Edit on GitHub

Stream Transcriber (experimental)

StreamTranscriber transcribes audio from stream media like microphone input. The transcriber waits for voice activity, buffers/records audio and sends the audio data to the wasm.

Unfortunatly processing is ~way too slow~ depends on your machine and the size of the model for real time applications. But maybe this will work in the future.
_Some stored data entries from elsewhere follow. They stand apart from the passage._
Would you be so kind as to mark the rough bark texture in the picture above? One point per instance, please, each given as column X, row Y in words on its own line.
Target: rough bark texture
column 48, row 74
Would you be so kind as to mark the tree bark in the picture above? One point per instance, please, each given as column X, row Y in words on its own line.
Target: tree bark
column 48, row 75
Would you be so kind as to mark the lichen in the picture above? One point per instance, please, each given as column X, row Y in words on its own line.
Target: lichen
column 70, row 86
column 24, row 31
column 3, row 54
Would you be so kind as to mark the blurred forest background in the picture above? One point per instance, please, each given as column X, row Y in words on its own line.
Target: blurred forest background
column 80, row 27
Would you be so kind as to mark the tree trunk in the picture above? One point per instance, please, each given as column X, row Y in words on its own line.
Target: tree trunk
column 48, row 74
Also this doesn't work in Firefox unless the stream source has a sample rate of 16kHz.

Future ideas:

  • add better vad (Silero VAD)
  • fix firefox by providing own sample rate convertion (instead of web audio api)

Stream Example

import { StreamTranscriber } from "@transcribe/transcriber";

// create new instance
const streamTranscriber = new StreamTranscriber({
  createModule, // create module function from emscripten wasm build
  model: "/your/project/model.bin", // can be path to model file, or File() object
  workerPath: "/your/project", // set path to directory of shout.wasm.worker.mjs
  audioWorkletsPath: "/your/project/audio-worklets", // set path to directory of vad.js, buffer.js

  // called on new transcription
  onSegment: (segment) => {
    console.log(segment);
  },
});

// init wasm transcriber worker
await streamTranscriber.init();

// start transcriber wasm wait for audio
await streamTranscriber.start({
  lang: "en", // language code
  threads: this.maxThreads, // max threads to use
  translate: false, // translate to english
  suppress_non_speech: true, // ignore non speech tokens
  max_tokens: 32, // max token number
  audio_ctx: 756, // size of audio context
});

// create audio context and media stream
const mediaStream = await navigator.mediaDevices.getUserMedia({ audio: true });

// start transcribing
// audio gets transcribed when silence is detected or maxRecordMs is reached
streamTranscriber.transcribe(stream, {
  preRecordMs: 200, // pre record audio, because vad needs some time
  maxRecordMs: 5000, // max buffer size in milliseconds
  minSilenceMs: 500, // min time of silence before call transcribe
  onVoiceActivity: (active) => {
    console.log("Voice Activity: ", active);
  },
});

// ...do stuff

// stop stream when not needed
await streamTranscriber.stop();

// destroy instance
streamTranscriber.destroy();